The Crooked X - Prelude to War
A Short Story of Hate, Mystery and Intrigue

By Ernest N.Whitenack

"Chapter 1"

Spring, 1934

The birds woke him early with their ceaseless loud mating calls, as they do every morning in the early spring, and forbid further sleep. Scott Wadsworth put on the percolator, cooked ham and eggs and had a relaxed breakfast; a luxury he does without the rest of the year as he squeezes out every last second of sleep before venturing from his bed. The sun shone brightly through eight small windows high in the front wall of his parlor. It had not yet reached the place in the morning sky to shine through the large skylight that provided the most daylight to the renovated old carriage house.

The second son of an esteemed and influential Boston attorney, Wadsworth called Beacon Hill his home, having lived on the hill the greater part of his life.The carriage house was once part of an early Beacon Hill estate that had long since been added to and turned into costly apartments. The front wall, with eight small windows, had been the gate doors to the carriage house. Other than the almost imperceptible entrance door that had been expertly inserted at the right side of the gate doors, it had been preserved for historical purposes through many renovations.

Scott grabbed the first three pipes from the rack above his desk along with the suede drawstring tobacco pouch and dropped them in his briefcase; loaded another pipe, a large full bent apple, from the cedar-lined humidor and dropped it in his jacket pocket; then strode to the front entrance.

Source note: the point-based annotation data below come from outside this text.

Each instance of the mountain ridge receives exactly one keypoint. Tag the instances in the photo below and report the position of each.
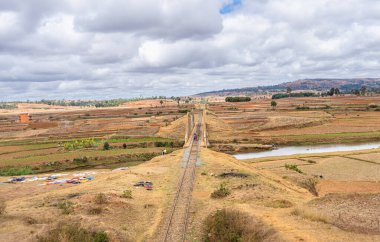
(315, 84)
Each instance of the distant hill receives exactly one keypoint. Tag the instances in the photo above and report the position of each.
(344, 85)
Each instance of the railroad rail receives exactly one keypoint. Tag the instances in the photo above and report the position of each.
(175, 229)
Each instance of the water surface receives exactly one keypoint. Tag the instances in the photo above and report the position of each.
(295, 150)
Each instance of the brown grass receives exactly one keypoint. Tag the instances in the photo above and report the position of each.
(310, 184)
(67, 207)
(234, 225)
(101, 198)
(72, 232)
(221, 192)
(311, 215)
(95, 210)
(280, 204)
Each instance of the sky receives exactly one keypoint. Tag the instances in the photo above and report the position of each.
(87, 49)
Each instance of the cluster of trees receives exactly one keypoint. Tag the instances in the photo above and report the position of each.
(80, 103)
(238, 99)
(79, 144)
(7, 106)
(332, 92)
(300, 94)
(335, 91)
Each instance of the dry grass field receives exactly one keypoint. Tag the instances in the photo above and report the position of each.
(340, 119)
(307, 197)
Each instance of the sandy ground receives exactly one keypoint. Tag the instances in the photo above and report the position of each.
(255, 194)
(123, 219)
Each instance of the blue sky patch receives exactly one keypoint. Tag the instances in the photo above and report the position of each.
(230, 7)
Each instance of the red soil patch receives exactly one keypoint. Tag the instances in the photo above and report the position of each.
(326, 187)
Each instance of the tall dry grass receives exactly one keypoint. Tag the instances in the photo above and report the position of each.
(236, 226)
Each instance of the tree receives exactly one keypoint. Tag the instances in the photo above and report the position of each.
(363, 91)
(106, 146)
(178, 99)
(273, 104)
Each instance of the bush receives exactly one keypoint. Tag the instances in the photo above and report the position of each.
(127, 194)
(83, 159)
(164, 144)
(12, 171)
(371, 105)
(311, 185)
(3, 207)
(221, 192)
(302, 108)
(310, 215)
(95, 210)
(67, 207)
(73, 232)
(236, 226)
(106, 146)
(7, 106)
(100, 198)
(183, 111)
(293, 167)
(238, 99)
(280, 204)
(79, 144)
(286, 95)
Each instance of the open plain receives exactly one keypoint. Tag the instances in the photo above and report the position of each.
(307, 197)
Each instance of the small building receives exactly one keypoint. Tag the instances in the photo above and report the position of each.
(24, 117)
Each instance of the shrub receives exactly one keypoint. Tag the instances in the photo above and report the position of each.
(127, 194)
(7, 106)
(311, 185)
(293, 167)
(3, 207)
(183, 111)
(302, 108)
(79, 144)
(83, 159)
(238, 99)
(67, 207)
(106, 146)
(280, 204)
(95, 210)
(100, 198)
(221, 192)
(12, 171)
(73, 232)
(235, 226)
(310, 215)
(286, 95)
(164, 144)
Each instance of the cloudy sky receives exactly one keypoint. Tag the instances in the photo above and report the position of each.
(80, 49)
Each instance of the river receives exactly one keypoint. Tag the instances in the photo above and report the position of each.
(295, 150)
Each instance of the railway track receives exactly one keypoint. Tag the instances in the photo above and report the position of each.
(176, 223)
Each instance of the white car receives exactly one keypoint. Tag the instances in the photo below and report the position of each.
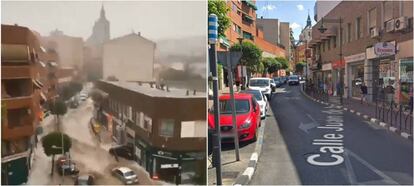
(262, 84)
(126, 175)
(261, 100)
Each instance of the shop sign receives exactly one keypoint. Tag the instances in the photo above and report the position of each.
(327, 66)
(130, 131)
(338, 64)
(356, 57)
(168, 166)
(384, 49)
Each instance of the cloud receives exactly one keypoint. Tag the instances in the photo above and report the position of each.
(295, 26)
(300, 7)
(269, 7)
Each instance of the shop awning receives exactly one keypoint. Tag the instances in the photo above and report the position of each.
(37, 83)
(251, 4)
(224, 41)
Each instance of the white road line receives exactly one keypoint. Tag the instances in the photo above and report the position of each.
(350, 170)
(372, 168)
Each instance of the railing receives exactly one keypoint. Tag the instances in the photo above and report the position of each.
(396, 115)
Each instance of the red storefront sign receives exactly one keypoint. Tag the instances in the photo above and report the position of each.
(338, 64)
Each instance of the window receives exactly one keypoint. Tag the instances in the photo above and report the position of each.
(388, 10)
(148, 124)
(329, 44)
(372, 19)
(358, 32)
(348, 32)
(167, 128)
(193, 129)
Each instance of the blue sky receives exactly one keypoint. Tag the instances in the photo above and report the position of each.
(294, 12)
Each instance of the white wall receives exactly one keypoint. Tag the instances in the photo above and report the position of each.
(129, 59)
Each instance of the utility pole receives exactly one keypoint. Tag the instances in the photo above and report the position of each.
(212, 39)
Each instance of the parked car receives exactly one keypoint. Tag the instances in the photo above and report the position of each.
(65, 165)
(261, 100)
(262, 84)
(124, 151)
(87, 179)
(126, 175)
(293, 80)
(247, 114)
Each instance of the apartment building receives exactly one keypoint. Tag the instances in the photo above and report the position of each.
(169, 141)
(376, 48)
(20, 102)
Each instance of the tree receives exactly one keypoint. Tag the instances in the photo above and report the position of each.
(299, 66)
(219, 7)
(58, 108)
(251, 55)
(283, 61)
(271, 65)
(52, 145)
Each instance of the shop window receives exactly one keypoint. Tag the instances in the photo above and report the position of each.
(148, 124)
(18, 117)
(193, 129)
(167, 128)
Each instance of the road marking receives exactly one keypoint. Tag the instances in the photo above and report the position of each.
(350, 170)
(372, 168)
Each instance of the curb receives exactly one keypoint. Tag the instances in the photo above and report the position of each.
(247, 174)
(371, 120)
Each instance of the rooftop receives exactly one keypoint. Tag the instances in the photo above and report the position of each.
(156, 90)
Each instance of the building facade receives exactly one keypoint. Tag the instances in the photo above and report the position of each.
(376, 49)
(129, 58)
(169, 142)
(21, 100)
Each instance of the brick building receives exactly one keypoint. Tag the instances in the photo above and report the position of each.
(169, 142)
(377, 47)
(21, 98)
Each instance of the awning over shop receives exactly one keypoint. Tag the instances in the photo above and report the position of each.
(223, 40)
(37, 83)
(251, 4)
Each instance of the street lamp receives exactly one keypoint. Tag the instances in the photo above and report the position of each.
(63, 152)
(242, 65)
(322, 29)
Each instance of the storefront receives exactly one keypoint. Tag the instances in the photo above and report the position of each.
(355, 74)
(337, 82)
(381, 71)
(327, 78)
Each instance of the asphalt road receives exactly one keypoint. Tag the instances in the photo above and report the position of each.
(371, 155)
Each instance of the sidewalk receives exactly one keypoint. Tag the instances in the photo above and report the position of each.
(387, 116)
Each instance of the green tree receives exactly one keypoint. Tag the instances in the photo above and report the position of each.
(270, 64)
(283, 61)
(219, 7)
(299, 67)
(251, 56)
(58, 108)
(52, 144)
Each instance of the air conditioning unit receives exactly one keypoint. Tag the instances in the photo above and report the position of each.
(389, 25)
(401, 23)
(374, 32)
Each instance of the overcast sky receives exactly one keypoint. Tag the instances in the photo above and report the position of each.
(154, 19)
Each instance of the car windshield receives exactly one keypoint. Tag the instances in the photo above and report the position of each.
(242, 106)
(256, 94)
(259, 82)
(129, 173)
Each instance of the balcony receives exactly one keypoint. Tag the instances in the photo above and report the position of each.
(19, 123)
(15, 72)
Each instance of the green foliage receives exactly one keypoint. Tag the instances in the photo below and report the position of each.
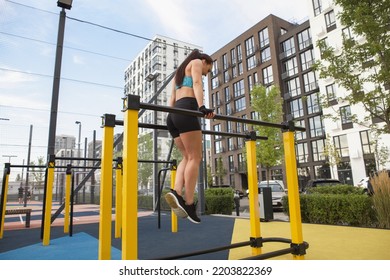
(219, 201)
(268, 104)
(362, 64)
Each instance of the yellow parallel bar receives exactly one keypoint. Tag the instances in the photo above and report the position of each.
(254, 211)
(48, 203)
(4, 205)
(130, 186)
(293, 190)
(173, 215)
(67, 203)
(118, 200)
(106, 194)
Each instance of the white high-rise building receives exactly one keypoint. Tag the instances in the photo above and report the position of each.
(153, 66)
(353, 142)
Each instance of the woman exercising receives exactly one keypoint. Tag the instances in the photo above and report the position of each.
(187, 93)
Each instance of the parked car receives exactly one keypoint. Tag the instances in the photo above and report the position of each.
(277, 190)
(320, 183)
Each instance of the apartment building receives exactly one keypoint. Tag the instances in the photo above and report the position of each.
(353, 142)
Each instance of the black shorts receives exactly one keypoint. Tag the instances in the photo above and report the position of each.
(179, 123)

It was one of those rare spring mornings in Boston as he navigated the flagstone walkway through the, yet dormant, garden to the high fence and gate that opened onto Walnut Street. The rain of the previous night left the morning sky clear while an unusually warm sun was rapidly drying the cobble stone sidewalk. Wadsworth made the trek from Beacon Hill down Walnut and diagonally across the Common to his office on Charles Street south.

About the time he made Beacon Street he was usually, as he did this morning, fishing his suit pockets for matches to put a fire to a bowl full of Peretti's Royal blend.
As the flame touched the tobacco Scott thought, if Frank Gray were here he would undoubtedly start the argument he always does that Royal Blend isn't worth the cost of the match it takes to light the pipe. A devoted Ehrlich and Levitt & Pierce customer, He insists L&P's Cake Box is the best in the world and continually wants me to change my favorite.

Discarding a second match he noticed the Common was starting to attract more and more vagrants. Five years into the Great Depression and the poor and homeless ranks were growing at an accelerating rate. Scott thought how fortunate he was to have escaped the worst of the crash thanks to his father's far reaching influence and solid advice. Although there was little business entering the door of his law office, he made a point to open most mornings promptly at nine A.M.

The door housing the frosted glass window, emblazoned with Scott Wadsworth, Attorney at Law – Notary Public, stuck as usual when he tried to open it. It wasn't a weather thing like humidity as the door had been sticking since he rented the office. The landlord simply ignored requests to fix the problem stating there was no profit to the building with all the empty offices caused by the depression. He could not afford a carpenter just for a sticking door. The phone was ringing as he struggled to open the door while hoping that a client was on the other end caused him to rush to answer the phone.

"Hey Scott boy, have you seen Abe Müller lately?" came though the receiver and dashed Scott's hopes of a client.

"Good morning Frank. What gets you so excited this early in the day? No I haven't seen Abe for a couple of weeks. I think it was the last time I was in Ehrlich's that I bumped into him and we went and had coffee together."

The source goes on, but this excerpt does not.